The current offshore concern arose from the fact that day rates for deep-water (DW) and ultra-deep-water (UDW) drilling has been deteriorating since 2013 and this was echoed by comments from some major offshore drilling contractors. As a result, some investors expect demand for NOV's floater to weaken through 2015. However, it appears the fear is exaggerated due to the following reasons:
- According to comments from Seadrill (NYSE:SDRL) management, they do not consider the current slowdown in offshore drilling to be a typical cyclical downturn, as the weakness is not driven by commodity prices, which remain solid. They believe the slowdown to be temporary and expect the market to recover starting in late 2014 given that UDW drilling remains a long-term growth story. As a note, UDW oil production is forecasted to rise from 1 mmbbl per day to 5 mmbbl in the next 5 years as discovery of UDW and onshore unconventional oil reserves would become the primary driver for global oil reserve growth going forward.
- There has been a secular trend that offshore drilling contractors, such as Transocean (NYSE:RIG), have been in the process of replacing old floating rigs with new rigs with higher-specifications to meet enhanced drilling requirements. One key driver of this trend is that higher-specification rigs would allow contractors to secure better rates, especially amid the tough market environment.
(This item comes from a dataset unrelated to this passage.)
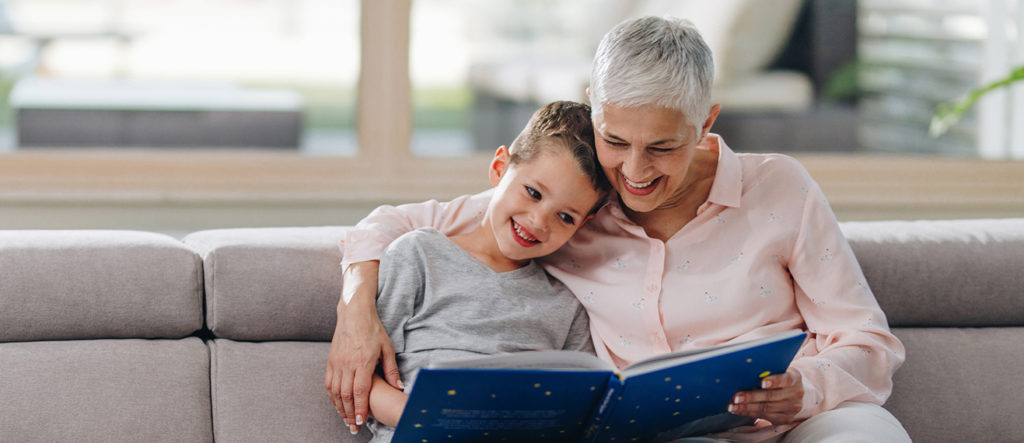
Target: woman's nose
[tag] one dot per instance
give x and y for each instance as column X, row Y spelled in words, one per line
column 635, row 164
As such, it is believed that the demand for ongoing rig upgrade/replacement would partially offset the negative impact from the overall offshore slowdown.
- Given a strong regional demand, offshore drilling activity in West Africa, Brazil, and Mexico remains solid and pricing is much better in these regions.
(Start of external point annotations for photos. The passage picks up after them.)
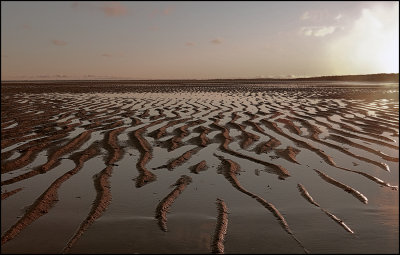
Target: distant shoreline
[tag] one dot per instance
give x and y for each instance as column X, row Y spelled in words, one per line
column 381, row 77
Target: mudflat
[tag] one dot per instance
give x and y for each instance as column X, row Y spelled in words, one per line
column 199, row 167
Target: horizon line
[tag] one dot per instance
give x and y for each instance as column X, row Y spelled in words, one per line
column 194, row 79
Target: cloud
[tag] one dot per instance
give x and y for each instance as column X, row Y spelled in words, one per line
column 168, row 10
column 154, row 28
column 317, row 31
column 338, row 17
column 305, row 16
column 26, row 27
column 370, row 44
column 164, row 12
column 314, row 15
column 59, row 42
column 114, row 9
column 216, row 41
- Despite the weak environment, Transocean in late February announced construction contracts (worth of approximately $1.24B) for 2 new UDW drillships with an option to build up to 3 additional drillships of the same design. Given NOV's solid relationship with Transocean, it is believed that the company has the potential to win some subcontracts on this project, which would be a positive surprise.
Thanks to the concern, NOV now trades at 10.8x estimated 2015 EPS, which is at a 31% discount to the same multiple (15.7x) for S&P 500 Index, despite the fact that NOV's consensus long-term earnings growth estimate of 12.5% is notably above the average estimate of 9.8% for the S&P 500 companies. After accounting for the earnings growth potential, NOV trades at just 0.87x PEG, compared to S&P 500's 1.57x. Given that NOV's relative valuation discount to the market averaged at just 20% in the past 12 months and the company continued to perform well with healthy growth in the backlog and cash flow generation in the period, I view that NOV's current discounted valuation is reflective of the offshore slowdown concern, which is exaggerated (see chart below).
Looking forward, I expect price upside to be driven by the following catalysts:
- Given the current strong backlog of $16B for NOV's Rig Technology segment and that the company has diversified exposure to floating production storage and offloading as well as land rig equipment markets, which have been experiencing solid growth (i.e. the US onshore unconventional rig market), NOV should continue to deliver better-than-expected performance.
- The company generated $2.7B free cash flow in 2013. Even with a flattish free cash flow performance in 2014, NOV has ample capacity to increase the dividend by 50% to 100% (a growth of 100% would imply a dividend payment requirement of $0.8B in 2014) and still have sufficient cash remaining to pursue other capital deployment options; such as share buybacks and/or acquisitions.
In light of the above, investors should buy on the current price weakness owing to the compelling risk reward.
All charts are created by the author, and data used in the article and the charts is sourced from S&P Capital IQ, unless otherwise specified.
Disclosure: I am long NOV. I wrote this article myself, and it expresses my own opinions. I am not receiving compensation for it (other than from Seeking Alpha). I have no business relationship with any company whose stock is mentioned in this article.